In a related issue, if a device is leaving the office, its medical information must be encrypted because it may be stolen or mislaid. The problem is not the loss event itself – being a theft victim is not an offense, and things get lost. The issue, as in the case of the office heavily fined under HIPAA when a laptop containing patient information was stolen from a car, is whether the information was protected. The penalty, in that case, was for the information being accessible by being non-encrypted, while encryption that renders the information on the device unavailable to an identity thief prevents the incident from being a reportable breach.
Also, take what can be an uncomfortable step and address the possibility of personal solicitation by a thief with your staff. Emphasize that you do not mistrust any of them but that identity thieves can be very deceptive in their presentations. Make sure that they understand how serious a crime it is to take patient information. Supervisory staff should also be alert for anyone repeatedly accessing data that exceeds their specific tasks.
It is also essential to stay up to date on applying vendor patches geared to newly discovered vulnerabilities to malware penetration. This is considered a minimum required hedge against a negligence claim after a data breach, so you want to keep a record that you did so.
But what if, despite your efforts, there is an identity theft involving your practice?
When There Is Identity Theft
A patient whose personal information has been stolen and used for non-medical purposes will not connect that to your office. If your records have been the subject of that type of theft, you will find out about it from the payor or law enforcement.
Your issue in that setting will be notification under HIPAA regulations. A breach of unsecured data must be reported to the affected patients and to HHS and, in the case of very extensive breaches, via a media announcement. Since identity theft is, by definition, the use of information that the thief could read, it falls under this category. It is subject to all the reporting requirements of the Breach Notification Rule.
The rule allows up to 60 days after the breach is identified to provide individual notifications but specifically says there must be no unreasonable delay. As an ethical matter, practices should inform affected patients as soon as possible so they can take steps to minimize the damage that identity theft may cause them.
You will most likely find out directly from your patient about identity theft that was used to bill falsely for treatment in your patient’s name—they will call you when they see a bill for care or a device that they never received.
This will then trigger your obligation to investigate in-house, looking at the patterns of everyone who accessed that patient’s files. Treat the reported case as the canary in your practice’s security coal mine.
It is also important not to become a barrier.
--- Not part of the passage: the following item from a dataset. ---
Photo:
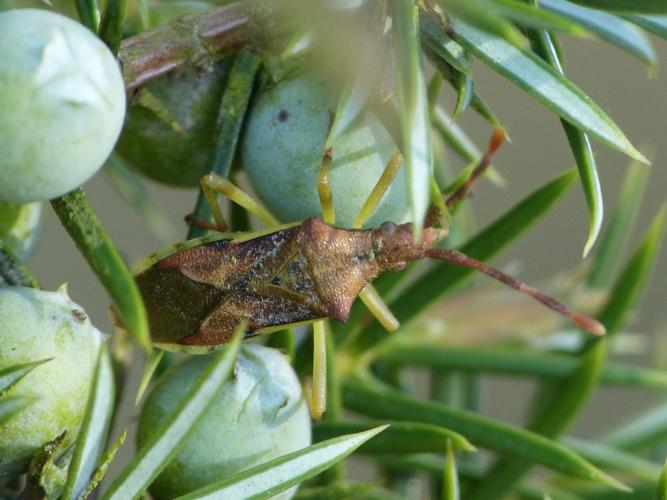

HIPAA includes a process for the patient to request amending of their medical record to correct incorrect information, but you should do this yourself on the patient’s behalf, indicating that the billed-for care did not pertain to them and cooperating with all efforts the patient makes to refute the charge.
This is also often a point of confusion for doctors because the scammer’s medical information is now in the breached patient’s records. Doctors believe that HIPAA requires them to hold the records confidential to the scammer. However, you can provide records, including the false entries, to the patient who needs them to contest the charges. HIPAA also allows reporting a crime on the covered entity’s premises to law enforcement.